Though he spent two years on the campaign trail gracefully portraying himself as being as pliable and soft as a petunia petal, he is gradually emerging as a shadowy thug.

He is domineering, fundamentally dishonest, vengeful, arrogant, a master of studied imprecision, devious to a fault, routinely belligerent, a race baiter, mean-with-out-borders, overwhelmed, and, at his roots, a self-adoring victocrat.

He scrupulously calculates and logs every breath he draws, every public answer he gives. Not even a cough or sneeze is unscripted.

But Mr. Obama is our President. So what do we do?

Whom Would You Choose?

Until now, Richard Nixon has been regarded as our most narcissistic President, although Mr. Clinton would be my choice. But since Mr. Clinton was decidedly more congenial, he not only is seen as less onerous than Mr. Nixon but a downright nice guy.

The rudimentary reason, of course, is that he is a liberal from the Democrat Party. Mr. Nixon, in the absence of superior judgment, was not.

When the self-consumed Watergate figure John Dean spoke to the Culver City Democratic Club this week, I stopped counting after he had effortlessly used the pronoun “I” 200 times in the opening minutes.

I used to think Mayor I Love Me of Los Angeles was insufferably egotistical.

Swish Obama is the champ. He drowns ‘em out.

He makes all four of these  rummies look like sin-ridden introspective monks, who pray all of the time they are not sleeping.

Herein may lie the most dangerous  component of  Mr. Obama’s fairly transparent personality, his massively massaged ego.

In a circle where you have such runt ranters as Waxman, Reid and Krugman, may I be pardoned for deliberately choosing an apt verb —  that Mr. Obama’s unquenchable self-consumption, ahem, dwarfs the most famous egos in Washington history.

He goes the fairy tale one better. He doesn’t have to say, “Mirror, mirror on the wall…” He merely says  “mirror” one time and he is surrounded by floor-to-ceiling mirrors for preening purposes.

A Leader?

Never having led any group even as small as his family — Mad Michelle unmistakably rules with an iron frown — it is reasonable, unsurprising and disappointing that, as President, he resembles a schlemiel standing at the foot of a chute, catatonically, waiting for 25 gallons of dirty bath water to wash over him.
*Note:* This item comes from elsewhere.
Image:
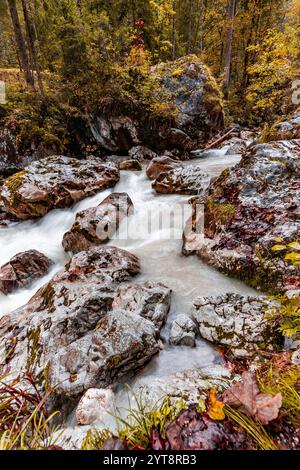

Last January, he took over a staggering country reeling in shock, engulfed by a half-dozen crises, any of which looked serious enough to end our free way of life.

Instead of addressing those six, Mr. Obama couldn’t resist  the first chance in his life to play Popeye.

He introduced to America his own set of six end-of-times crises. They were sui generis emergencies. He, alone, among the 300 million of  Americans was brilliantly equipped to play Superman and solve each one by imposing his will on us peasants. As recently as last month, he told us  peasants  that if  we did not pass healthcare reform before Aug. 1, it would be a mammoth tragedy. Life appears to be continuing in spite of daily Obama press conferences.

Rolling up the sleeves of his white shirt as if he were a small-time, side-of-the-mouth carnival barker, he  says in a loud but squeaky voice, “Tell ya whut I’m gonna do.”

We, dear reader, are presently being done.